Chances of a song or album going platinum: 16%
Can the freshman factor give an artist enough of a promotional push to propel them to a stage where they can mount a platinum plaque in the recording studio or the foyer of their million dollar home? Not really. Only 16% of freshmen past and present have been able to claim any sort of platinum status — and even then that includes Rich Boy’s one-hit-wonder “Throw Some D’s” and Iggy Azalea`s 5x platinum hit “Fancy”. The songs that do reach platinum status happen to have either a catchy hook or a feature that is established and respected within their genre. The real challenge is creating a platinum album. Only J. Cole, Macklemore and Kendrick Lamar are the only three artists to go platinum with 2014 Forest Hills Drive, The Heist, Good Kid, M.A.A.D City and To Pimp a Butterfly.

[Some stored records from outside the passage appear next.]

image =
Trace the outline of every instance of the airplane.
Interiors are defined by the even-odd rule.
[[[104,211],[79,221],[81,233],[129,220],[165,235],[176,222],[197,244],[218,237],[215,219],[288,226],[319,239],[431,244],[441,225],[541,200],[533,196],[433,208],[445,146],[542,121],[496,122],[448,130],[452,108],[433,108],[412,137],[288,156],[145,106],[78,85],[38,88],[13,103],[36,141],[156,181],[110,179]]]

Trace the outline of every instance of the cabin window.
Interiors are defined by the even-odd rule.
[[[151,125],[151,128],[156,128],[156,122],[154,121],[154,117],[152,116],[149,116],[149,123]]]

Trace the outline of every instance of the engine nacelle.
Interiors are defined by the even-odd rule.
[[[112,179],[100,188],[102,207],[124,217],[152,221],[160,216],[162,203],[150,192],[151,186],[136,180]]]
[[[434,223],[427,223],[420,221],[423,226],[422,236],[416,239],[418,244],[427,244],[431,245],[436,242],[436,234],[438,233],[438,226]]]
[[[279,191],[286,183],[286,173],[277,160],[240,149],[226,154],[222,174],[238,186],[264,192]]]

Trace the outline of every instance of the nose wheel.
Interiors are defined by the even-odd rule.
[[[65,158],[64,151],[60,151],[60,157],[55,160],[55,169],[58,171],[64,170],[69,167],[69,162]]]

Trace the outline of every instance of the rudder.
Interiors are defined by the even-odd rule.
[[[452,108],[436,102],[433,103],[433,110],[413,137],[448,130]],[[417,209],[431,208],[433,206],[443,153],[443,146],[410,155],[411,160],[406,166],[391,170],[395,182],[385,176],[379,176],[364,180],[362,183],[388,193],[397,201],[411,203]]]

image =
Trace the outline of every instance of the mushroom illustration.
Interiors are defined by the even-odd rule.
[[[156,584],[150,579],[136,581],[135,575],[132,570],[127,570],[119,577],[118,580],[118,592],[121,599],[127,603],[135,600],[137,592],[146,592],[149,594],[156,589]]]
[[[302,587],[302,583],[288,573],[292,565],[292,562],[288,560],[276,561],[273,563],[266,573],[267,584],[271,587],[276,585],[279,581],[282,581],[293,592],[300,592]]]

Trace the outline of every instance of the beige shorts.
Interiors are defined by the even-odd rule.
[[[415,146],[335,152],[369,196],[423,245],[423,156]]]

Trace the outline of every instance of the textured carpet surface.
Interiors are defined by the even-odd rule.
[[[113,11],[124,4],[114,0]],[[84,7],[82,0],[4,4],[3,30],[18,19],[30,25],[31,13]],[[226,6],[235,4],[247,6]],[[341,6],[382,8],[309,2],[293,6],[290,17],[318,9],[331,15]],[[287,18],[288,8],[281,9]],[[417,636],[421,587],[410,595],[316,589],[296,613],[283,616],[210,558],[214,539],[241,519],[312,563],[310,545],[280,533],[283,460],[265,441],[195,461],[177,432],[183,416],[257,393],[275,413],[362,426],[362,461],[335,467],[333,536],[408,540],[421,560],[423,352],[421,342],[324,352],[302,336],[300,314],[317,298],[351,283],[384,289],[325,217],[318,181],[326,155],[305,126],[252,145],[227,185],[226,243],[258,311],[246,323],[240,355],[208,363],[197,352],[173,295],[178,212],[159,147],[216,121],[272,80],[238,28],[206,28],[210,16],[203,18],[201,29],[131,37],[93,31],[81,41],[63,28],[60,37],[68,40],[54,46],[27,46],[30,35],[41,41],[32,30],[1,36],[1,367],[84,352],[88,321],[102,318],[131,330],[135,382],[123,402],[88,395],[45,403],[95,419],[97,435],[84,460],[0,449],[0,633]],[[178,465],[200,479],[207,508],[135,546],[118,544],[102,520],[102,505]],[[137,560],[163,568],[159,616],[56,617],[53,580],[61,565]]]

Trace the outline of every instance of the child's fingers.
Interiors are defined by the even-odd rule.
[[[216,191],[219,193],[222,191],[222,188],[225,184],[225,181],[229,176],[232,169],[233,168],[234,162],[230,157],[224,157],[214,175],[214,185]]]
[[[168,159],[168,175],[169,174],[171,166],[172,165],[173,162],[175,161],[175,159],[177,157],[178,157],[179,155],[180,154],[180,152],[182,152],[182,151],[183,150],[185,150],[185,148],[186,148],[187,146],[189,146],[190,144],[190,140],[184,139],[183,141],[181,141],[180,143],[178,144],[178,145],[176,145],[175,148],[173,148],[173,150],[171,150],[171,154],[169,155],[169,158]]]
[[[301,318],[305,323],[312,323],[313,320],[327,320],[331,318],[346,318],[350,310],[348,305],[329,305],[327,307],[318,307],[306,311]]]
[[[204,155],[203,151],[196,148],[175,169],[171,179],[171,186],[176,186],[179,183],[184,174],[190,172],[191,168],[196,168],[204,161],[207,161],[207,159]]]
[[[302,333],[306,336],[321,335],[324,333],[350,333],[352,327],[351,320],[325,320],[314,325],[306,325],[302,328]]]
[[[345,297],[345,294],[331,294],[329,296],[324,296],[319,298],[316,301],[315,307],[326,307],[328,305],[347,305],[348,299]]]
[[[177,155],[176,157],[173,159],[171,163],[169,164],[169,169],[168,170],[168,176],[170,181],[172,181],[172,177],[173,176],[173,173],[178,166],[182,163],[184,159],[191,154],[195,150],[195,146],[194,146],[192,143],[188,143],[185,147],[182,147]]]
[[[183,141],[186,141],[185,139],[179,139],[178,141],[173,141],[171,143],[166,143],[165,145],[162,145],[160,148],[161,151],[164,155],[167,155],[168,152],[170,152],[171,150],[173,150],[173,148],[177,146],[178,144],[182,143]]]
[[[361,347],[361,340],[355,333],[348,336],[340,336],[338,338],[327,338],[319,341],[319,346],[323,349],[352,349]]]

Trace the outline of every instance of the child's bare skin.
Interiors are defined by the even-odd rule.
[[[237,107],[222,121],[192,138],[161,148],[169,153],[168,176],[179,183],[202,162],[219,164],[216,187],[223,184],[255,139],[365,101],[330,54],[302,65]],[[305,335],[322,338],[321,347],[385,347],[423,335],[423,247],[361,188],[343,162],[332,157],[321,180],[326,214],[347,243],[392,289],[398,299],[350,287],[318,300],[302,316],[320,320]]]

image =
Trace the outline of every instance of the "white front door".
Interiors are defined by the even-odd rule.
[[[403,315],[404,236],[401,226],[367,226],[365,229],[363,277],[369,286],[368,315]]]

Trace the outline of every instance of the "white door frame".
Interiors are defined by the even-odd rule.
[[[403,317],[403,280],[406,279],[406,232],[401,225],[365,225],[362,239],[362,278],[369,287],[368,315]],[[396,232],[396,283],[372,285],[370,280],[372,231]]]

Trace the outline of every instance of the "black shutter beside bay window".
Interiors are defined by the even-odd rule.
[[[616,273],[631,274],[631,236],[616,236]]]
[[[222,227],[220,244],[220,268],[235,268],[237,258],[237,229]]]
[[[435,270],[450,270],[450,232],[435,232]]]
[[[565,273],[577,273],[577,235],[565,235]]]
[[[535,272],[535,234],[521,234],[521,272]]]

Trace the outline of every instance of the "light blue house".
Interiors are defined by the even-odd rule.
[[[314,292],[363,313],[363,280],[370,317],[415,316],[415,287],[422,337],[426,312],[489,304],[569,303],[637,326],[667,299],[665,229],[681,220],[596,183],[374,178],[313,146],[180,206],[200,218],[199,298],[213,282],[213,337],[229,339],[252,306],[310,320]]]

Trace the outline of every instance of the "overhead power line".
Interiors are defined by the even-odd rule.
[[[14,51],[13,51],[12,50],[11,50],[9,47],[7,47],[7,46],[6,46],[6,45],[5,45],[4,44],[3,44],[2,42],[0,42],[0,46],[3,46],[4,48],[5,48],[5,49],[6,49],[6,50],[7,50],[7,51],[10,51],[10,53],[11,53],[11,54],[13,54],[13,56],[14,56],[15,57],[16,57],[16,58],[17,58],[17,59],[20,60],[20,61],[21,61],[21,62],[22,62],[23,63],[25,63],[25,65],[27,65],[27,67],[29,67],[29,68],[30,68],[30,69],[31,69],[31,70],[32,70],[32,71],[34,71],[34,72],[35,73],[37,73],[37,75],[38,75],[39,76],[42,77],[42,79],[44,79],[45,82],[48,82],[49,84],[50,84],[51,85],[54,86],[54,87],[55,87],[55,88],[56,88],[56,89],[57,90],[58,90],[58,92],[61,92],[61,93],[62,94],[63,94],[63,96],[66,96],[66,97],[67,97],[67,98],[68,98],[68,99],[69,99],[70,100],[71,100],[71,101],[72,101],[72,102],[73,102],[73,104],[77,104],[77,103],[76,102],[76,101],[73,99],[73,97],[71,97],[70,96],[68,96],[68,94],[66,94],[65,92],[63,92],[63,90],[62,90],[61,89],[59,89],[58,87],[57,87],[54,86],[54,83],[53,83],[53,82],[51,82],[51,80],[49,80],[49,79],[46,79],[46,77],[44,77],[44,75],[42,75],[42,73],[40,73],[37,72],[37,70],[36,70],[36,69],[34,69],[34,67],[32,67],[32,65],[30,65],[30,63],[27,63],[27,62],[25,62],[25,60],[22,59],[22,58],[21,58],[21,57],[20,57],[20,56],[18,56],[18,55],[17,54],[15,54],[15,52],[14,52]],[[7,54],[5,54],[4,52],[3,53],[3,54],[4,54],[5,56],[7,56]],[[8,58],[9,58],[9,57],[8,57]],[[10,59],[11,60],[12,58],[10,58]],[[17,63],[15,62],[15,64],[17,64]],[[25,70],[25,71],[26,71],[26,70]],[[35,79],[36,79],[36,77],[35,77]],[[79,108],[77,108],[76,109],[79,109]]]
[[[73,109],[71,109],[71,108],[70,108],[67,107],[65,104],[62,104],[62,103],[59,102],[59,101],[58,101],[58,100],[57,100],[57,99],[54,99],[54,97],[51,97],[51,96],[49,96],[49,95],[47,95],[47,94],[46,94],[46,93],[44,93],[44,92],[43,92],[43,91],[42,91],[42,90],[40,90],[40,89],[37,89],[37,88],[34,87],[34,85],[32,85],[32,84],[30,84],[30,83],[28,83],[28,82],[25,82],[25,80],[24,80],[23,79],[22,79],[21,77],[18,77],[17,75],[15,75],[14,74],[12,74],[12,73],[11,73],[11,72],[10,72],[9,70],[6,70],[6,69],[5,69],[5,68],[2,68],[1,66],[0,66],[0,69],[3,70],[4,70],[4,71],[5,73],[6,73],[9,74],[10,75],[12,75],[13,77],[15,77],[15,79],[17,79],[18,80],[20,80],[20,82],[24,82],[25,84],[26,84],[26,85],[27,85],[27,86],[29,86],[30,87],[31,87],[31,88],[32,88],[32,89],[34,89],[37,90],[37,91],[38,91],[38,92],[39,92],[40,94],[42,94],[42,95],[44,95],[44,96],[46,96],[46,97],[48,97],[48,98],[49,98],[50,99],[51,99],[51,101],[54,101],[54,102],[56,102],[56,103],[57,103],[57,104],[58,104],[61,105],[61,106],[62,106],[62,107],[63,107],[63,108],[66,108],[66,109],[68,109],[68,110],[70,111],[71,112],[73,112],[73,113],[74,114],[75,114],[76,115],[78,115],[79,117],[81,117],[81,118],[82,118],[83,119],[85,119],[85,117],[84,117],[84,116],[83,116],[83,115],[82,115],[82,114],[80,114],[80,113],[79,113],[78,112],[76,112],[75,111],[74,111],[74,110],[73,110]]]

"The reality of the situation is that being a cover star of a major magazine dedicated to the culture does not guarantee overnight success; hard work does." - Gabrielle M. Jones
Chances you will be signed to a Major Label: 38%
A popular charge from the conspiracy section of the peanut gallery is that every artist who makes the list will end up being signed to a major label. That`s not entirely true, as most will get signed, but not to a major label. Most likely, it will end up being an independent entertainment group with distribution rights going to a major label. Entertainment groups normally have less of a roster to work with and can end up giving an artist more attention than a label could. This is done so that major labels wont waste money and resources on possible one hit wonders. An artist is like flipping a penny; you can luck up and get a YG or tails and be stuck with a Troy Ave. It`s easier to chalk up a loss with money when there`s more than one hand in the pot. Then there are the few who do get signed to a major label but get burned. Trinidad James was signed to Def Jam off the commercial success of “ All Gold Everything. A two million dollar deal and one album later, he was dropped from his label and out of a career. Ultimately, signing to a label for some rappers is something impossible to turn down especially when the label slides a six-figure advance check on top of the contract asking for your soul.
The reality of the situation is that being a cover star of a major magazine dedicated to the culture does not guarantee overnight success; hard work does. Every artist who was able to beat the odds and graduate to stardom followed a simple business model. They consistently put out quality music, interacted with their fan base through genuine interactions on and off the camera, went on tour to see the people who quote their lyrics everyday and stayed out of the drama that baby mothers and chain snatchers brought to their door. To be honest, I cannot wait to see what the class of 2016 brings to the table as I hope that all 10 reach their potential.